A printed page may contain a set of predefined recognizable images. Just as the surface, such as surface 205 in FIG. 2, on which printed matter is normally placed can display recognizable images, a printed page placed on such a surface can display images too. Once a page photograph is stored, its text characters, word sets and other features can be used as recognizable images. Those features can be programmed to be assigned to their coordinates (position) in the field of view of the camera. In other words, the images corresponding to a specific coordinate range are not pre-defined a priori but rather assigned to their position after photographing the page. One use of these page features is giving commands by covering and uncovering these images, e.g. by hand. This includes hand gestures seen as time sequences of covered and uncovered images (and thus their positions). The stored page image can work for this purpose as long as the page remains under the camera with no shift. The presence of the page with no shift is therefore monitored. If the page with no shift is absent, the algorithm searches 1) for the standard predefined images on the surface, such as surface 205 in FIG. 2, on which printed matter is normally placed, and if none is found, 2) for another page or 3) for the same page with a shift. In all three cases the images seen by the camera can serve as a new predefined recognizable image set as described above. For example, moving a hand over such a page can signify various commands depending on the direction of the movement. For another example, covering a specific portion of such a page with a hand can signify a command too.

Other embodiments and uses of the invention will be apparent to those skilled in the art from consideration of the specification and practice of the invention disclosed herein. All references cited herein, including all publications, U.S. and foreign patents and patent applications, are specifically and entirely incorporated by reference. It is intended that the specification and examples be considered exemplary only with the true scope and spirit of the invention indicated by the following claims.
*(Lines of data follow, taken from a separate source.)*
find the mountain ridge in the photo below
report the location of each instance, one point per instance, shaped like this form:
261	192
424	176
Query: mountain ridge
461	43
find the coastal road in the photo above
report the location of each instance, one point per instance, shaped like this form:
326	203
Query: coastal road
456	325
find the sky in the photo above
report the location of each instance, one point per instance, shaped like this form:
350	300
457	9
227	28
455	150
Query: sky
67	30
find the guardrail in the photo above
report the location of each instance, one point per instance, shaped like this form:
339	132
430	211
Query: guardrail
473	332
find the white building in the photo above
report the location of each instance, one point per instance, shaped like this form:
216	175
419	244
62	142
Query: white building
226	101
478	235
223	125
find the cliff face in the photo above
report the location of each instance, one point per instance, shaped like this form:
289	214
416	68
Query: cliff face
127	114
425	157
Furthermore, the term “comprising of” includes the terms “consisting of” and “consisting essentially of.”

Claims

1. A system for processing an image, comprising:

a processor;

an image capturing unit in communication with the processor;

an inspection surface, capable of supporting an object of interest, positioned so that at least a portion of the inspection surface is within a field of view (FOV) of the image capturing unit;

software executing on the processor, wherein the software monitors the FOV of the image capturing unit for at least one event; and

an output device in communication with the processor;

wherein the image capturing unit is in a video mode while the software is monitoring for the at least one event.

2. The system of claim 1, wherein the software recognizes text in a captured image and converts the text into a computer readable format using OCR (optical character recognition).

3. The system of claim 1, wherein the software directs the image capturing unit to capture an image upon detection of an event.

4. The system of claim 1, wherein the processor is within a housing and an upper surface of the housing is the inspection surface.

5. The system of claim 1, wherein there is at least one marker on the inspection surface and an event is at least one of the blocking of the view of the at least one marker from the image capturing unit, and the appearance of at least one marker within the FOV.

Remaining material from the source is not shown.